Greg Williams of Mariposa sat in a lawn chair near his 1968 Ford Torino Squire station wagon. The original owner, Williams bought it as a special order from Gastel Ford in Merced.
"The No. 1 question I'm asked is how long did it take to restore it? It's never been restored. It's always been this way," he said.
Williams paid $4,317.73 on a $119.32-a-month plan. The first bill, a window sticker and old photos, all as immaculate as the car, were neatly arranged in a small photo album.
"This guy's world famous," said Gary Sanders of Turlock, a self-proclaimed Ford fanatic, slapping Williams on the back. "He's a super stock (drag racing) national record holder. How many times? Eleven times?"
"Sixteen times," Williams answered.
"I have a '64 Falcon Futura I drag race -- junk parts on wheels," Sanders said.
"But it's fun," Williams said.
"It's a fun 40-year collection of rolling junk.

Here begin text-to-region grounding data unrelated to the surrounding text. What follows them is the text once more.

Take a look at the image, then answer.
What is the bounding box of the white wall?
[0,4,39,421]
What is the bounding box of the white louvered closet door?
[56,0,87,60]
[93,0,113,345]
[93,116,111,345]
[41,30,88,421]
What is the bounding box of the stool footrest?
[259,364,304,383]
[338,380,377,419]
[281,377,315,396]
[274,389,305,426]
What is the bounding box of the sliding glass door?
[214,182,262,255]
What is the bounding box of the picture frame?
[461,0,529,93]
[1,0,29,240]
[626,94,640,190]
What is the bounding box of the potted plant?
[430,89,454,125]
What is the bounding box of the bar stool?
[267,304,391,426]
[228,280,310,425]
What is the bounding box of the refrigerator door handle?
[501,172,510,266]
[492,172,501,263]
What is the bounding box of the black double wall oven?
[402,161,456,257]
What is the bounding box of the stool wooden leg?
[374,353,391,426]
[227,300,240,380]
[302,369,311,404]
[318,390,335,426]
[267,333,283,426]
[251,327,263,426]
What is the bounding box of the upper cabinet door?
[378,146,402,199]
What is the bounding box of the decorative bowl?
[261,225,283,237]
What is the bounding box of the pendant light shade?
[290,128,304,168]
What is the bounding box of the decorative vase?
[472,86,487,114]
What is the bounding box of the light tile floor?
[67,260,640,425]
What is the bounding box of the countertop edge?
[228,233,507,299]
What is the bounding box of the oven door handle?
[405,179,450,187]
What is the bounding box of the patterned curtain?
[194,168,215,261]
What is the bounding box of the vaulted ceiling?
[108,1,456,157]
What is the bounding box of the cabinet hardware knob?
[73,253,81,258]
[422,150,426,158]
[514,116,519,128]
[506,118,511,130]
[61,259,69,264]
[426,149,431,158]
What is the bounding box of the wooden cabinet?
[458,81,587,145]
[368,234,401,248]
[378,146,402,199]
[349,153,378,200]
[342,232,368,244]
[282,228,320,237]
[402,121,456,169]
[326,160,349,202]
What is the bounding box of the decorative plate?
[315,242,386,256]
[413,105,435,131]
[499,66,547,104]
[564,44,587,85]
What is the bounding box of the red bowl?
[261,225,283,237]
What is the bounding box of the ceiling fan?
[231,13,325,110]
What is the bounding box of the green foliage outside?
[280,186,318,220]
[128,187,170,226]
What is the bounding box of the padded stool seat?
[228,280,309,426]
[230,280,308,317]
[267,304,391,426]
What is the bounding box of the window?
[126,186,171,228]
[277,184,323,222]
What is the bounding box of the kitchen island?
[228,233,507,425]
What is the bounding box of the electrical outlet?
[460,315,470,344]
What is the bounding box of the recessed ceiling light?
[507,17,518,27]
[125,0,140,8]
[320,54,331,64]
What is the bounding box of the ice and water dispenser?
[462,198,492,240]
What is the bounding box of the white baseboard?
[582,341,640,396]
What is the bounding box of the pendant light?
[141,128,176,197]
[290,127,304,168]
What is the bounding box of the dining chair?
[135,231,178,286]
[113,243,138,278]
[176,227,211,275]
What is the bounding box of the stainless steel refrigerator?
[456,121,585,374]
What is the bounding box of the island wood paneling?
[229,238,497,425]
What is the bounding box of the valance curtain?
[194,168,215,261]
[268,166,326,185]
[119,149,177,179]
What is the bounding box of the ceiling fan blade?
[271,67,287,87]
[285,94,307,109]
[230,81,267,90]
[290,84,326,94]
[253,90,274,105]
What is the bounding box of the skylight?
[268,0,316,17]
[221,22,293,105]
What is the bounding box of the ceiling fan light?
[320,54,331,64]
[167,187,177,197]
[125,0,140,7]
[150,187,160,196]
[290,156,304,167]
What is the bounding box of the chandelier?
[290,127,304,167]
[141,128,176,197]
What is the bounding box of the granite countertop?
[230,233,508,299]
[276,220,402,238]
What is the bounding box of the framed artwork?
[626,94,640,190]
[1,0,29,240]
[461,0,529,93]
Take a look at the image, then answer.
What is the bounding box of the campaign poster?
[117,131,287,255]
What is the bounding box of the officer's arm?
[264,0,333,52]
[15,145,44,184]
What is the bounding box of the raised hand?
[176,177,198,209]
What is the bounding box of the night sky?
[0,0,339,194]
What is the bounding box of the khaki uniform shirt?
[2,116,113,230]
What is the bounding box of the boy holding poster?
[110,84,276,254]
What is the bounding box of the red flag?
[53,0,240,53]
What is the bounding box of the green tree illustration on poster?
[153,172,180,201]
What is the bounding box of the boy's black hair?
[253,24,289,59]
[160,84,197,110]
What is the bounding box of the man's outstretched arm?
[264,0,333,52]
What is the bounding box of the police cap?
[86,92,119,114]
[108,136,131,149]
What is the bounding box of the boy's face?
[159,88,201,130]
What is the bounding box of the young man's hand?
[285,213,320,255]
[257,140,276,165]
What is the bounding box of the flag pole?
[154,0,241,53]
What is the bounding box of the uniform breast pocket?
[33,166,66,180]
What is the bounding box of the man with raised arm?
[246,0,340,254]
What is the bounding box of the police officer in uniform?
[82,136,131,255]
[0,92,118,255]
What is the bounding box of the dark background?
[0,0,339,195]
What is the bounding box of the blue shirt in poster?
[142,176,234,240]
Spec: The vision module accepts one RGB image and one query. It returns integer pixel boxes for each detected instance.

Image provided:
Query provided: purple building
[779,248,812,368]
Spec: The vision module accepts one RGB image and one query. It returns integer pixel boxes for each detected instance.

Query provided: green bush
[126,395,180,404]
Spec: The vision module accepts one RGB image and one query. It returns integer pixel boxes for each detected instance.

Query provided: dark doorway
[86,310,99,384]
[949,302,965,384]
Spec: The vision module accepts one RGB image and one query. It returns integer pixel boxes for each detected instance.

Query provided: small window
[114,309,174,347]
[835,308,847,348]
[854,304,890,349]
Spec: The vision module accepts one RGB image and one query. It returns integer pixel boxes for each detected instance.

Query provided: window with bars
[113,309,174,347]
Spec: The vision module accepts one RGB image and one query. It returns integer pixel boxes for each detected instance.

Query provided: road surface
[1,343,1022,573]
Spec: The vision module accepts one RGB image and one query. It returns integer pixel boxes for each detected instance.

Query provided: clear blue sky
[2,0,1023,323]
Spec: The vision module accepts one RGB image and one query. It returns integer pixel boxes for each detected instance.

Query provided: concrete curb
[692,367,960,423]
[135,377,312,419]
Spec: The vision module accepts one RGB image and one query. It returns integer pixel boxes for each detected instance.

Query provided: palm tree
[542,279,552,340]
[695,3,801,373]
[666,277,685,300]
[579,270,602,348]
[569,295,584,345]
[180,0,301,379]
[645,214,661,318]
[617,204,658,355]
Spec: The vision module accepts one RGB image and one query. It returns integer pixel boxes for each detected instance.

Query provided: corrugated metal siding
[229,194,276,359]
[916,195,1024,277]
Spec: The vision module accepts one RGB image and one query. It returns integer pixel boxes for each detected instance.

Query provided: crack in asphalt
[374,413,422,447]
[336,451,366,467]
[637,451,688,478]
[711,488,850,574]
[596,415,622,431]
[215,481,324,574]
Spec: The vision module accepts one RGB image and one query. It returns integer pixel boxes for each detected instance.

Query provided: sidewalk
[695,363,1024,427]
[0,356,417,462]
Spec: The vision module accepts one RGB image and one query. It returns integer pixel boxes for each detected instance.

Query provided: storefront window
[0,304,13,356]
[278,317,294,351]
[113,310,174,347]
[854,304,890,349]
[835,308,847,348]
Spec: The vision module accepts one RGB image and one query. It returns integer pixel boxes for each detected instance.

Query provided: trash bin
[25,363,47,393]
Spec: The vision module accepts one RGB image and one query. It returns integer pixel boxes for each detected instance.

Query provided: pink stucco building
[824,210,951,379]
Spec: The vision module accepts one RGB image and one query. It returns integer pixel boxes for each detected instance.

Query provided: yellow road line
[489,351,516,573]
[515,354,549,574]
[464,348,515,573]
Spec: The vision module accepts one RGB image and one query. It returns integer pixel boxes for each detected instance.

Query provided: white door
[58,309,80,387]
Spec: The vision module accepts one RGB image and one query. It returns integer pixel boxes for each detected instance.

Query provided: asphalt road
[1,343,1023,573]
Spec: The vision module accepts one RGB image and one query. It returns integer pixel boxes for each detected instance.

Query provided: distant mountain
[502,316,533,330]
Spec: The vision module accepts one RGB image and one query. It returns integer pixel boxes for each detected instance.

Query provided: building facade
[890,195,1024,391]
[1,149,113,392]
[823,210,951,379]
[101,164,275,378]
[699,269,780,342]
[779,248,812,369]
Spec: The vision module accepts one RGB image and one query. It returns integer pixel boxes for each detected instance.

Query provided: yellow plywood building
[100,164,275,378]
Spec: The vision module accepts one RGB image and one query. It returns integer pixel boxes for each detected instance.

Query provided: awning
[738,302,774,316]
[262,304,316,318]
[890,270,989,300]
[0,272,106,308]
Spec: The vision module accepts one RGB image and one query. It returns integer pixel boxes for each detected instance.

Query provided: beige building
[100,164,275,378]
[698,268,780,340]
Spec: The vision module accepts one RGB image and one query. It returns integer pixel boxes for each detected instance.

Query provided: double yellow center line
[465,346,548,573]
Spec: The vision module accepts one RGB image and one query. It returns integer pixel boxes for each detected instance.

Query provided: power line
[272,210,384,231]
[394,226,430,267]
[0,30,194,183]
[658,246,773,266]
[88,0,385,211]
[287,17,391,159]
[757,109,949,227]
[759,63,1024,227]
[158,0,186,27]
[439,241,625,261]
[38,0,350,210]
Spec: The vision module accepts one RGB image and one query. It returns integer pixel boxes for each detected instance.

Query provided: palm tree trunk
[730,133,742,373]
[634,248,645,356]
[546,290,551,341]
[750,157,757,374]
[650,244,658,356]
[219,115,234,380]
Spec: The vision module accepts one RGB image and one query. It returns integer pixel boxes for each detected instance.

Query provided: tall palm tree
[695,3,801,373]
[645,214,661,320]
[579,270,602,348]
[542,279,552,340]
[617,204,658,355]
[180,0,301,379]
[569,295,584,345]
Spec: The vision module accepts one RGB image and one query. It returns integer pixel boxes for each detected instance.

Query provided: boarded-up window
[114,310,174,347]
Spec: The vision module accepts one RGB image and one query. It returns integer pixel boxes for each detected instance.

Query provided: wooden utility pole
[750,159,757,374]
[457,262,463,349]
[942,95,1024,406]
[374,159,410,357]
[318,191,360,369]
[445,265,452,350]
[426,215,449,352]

Sometimes, going over 100 miles per hour, I wonder what I'm doing."
Williams bought his Ford wagon to tow one of his early dragsters, a '65 Falcon. The wagon is one of 68 made with the brown-and-wood-tone body package, but it's the only one known to be in show condition. It has more than 300,000 miles on the engine.

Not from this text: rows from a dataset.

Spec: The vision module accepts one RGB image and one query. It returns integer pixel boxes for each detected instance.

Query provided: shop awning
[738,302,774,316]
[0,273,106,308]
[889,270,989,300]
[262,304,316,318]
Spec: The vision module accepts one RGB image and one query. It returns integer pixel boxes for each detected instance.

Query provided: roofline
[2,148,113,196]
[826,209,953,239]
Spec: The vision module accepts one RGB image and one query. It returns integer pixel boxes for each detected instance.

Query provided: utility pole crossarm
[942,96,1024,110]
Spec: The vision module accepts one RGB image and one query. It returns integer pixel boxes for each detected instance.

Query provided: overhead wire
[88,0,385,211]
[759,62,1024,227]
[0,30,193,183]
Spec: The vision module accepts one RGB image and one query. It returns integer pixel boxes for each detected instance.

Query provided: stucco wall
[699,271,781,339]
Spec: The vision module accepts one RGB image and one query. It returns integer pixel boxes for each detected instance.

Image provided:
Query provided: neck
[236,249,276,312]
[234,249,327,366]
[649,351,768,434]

Immaculate, factory perfect cars made up one piece of Saturday's show. The larger group was more monster than mint -- custom street rods that say more about the owner than the factory, said John Sanders, past show president.
A Kiwanis fund-raiser
Put on by the North Modesto Kiwanis, the show is the group's largest fund-raiser and is the only one in the country allowed to use the Universal Studios-owned name "American Graffiti."

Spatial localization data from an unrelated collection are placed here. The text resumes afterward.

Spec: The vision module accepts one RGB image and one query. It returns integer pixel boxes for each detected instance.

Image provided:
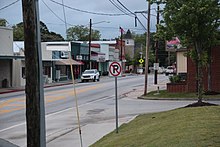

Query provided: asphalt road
[1,74,219,146]
[0,74,166,131]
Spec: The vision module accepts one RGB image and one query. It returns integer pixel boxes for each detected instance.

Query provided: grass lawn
[91,106,220,147]
[141,90,220,100]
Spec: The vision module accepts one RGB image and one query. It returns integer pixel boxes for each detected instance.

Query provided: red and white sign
[109,62,122,77]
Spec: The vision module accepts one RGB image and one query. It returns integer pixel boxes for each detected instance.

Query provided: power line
[108,0,133,17]
[42,0,65,24]
[61,0,68,38]
[116,0,135,16]
[49,0,126,16]
[0,0,20,11]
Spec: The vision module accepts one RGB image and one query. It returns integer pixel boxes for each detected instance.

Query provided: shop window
[43,66,51,78]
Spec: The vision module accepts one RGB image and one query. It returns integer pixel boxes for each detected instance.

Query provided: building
[168,45,220,93]
[0,27,24,88]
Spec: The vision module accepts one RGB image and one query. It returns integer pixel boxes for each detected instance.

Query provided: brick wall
[167,83,187,93]
[187,46,220,92]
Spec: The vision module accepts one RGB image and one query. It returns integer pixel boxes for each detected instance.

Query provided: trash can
[2,79,8,88]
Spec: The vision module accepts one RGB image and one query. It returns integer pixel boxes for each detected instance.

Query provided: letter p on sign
[109,62,122,77]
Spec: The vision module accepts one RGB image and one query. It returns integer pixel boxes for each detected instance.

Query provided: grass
[91,106,220,147]
[141,90,220,100]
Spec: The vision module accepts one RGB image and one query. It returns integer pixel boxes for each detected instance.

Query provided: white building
[0,27,15,88]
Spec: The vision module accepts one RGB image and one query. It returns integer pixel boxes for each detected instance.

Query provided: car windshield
[83,70,95,74]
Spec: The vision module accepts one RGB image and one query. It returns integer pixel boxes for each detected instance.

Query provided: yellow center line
[0,84,103,115]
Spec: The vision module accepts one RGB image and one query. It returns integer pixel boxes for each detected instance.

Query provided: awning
[55,59,83,65]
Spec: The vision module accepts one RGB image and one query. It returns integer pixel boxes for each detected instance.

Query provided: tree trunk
[207,48,212,91]
[195,42,203,103]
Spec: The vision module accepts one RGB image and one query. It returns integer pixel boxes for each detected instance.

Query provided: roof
[0,55,25,59]
[55,59,83,65]
[124,29,132,39]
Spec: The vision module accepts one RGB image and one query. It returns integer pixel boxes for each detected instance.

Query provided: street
[1,74,219,147]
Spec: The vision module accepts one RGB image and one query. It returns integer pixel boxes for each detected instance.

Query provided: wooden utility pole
[22,0,46,146]
[154,3,160,85]
[89,19,92,69]
[144,0,151,96]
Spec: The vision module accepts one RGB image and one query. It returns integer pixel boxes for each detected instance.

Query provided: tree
[160,0,220,102]
[0,19,7,26]
[67,25,101,41]
[13,22,24,41]
[13,21,64,41]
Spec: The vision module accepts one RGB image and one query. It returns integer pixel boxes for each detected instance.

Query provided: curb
[137,96,220,101]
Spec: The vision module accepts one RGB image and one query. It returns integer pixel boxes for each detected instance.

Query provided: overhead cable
[49,0,126,16]
[0,0,20,11]
[108,0,133,17]
[116,0,135,16]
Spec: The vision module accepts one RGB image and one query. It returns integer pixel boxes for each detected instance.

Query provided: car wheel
[97,76,100,81]
[81,79,84,83]
[93,77,96,82]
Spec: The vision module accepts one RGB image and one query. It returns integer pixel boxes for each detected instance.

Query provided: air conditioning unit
[60,51,69,58]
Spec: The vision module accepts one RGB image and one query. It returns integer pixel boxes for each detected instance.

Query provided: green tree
[67,25,101,41]
[13,21,64,41]
[160,0,220,102]
[13,22,24,41]
[0,19,7,26]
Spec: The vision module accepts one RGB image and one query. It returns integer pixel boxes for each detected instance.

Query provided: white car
[81,69,100,82]
[165,66,175,75]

"Street rods are open to a wide variety," John Sanders said. "A '37 Chevy may be modified to something different, have a different personality, with nothing resembling the original but the body. A/C, power-steering, they could be completely modern inside."
Tim Dalton, who owns a custom metal polishing shop, The Shining, in Riverbank, said he probably has worked on half of the 600 cars in the show. His street rod is a 1931 Ford Coupe A in body alone. There is a taxi sign on the roof that lights up, a drag racing wing on the back, a narrowed rear-end for larger tires and a "highly modified" Chevy small-box engine popping through the hood.
"You'd call it a rat rod," Dalton said. "I was young, no money, willing to use whatever part I could find in the yard and adopt it."
Little Courtney Blanco, 4, liked them all.
"I like race cars. Pink race cars. They get to go fast," she said, reclining on the grass with her family. Dad has a '61 Chevy C-10 in the family's Riverbank garage.
But that doesn't impress Courtney: "I don't like trucks."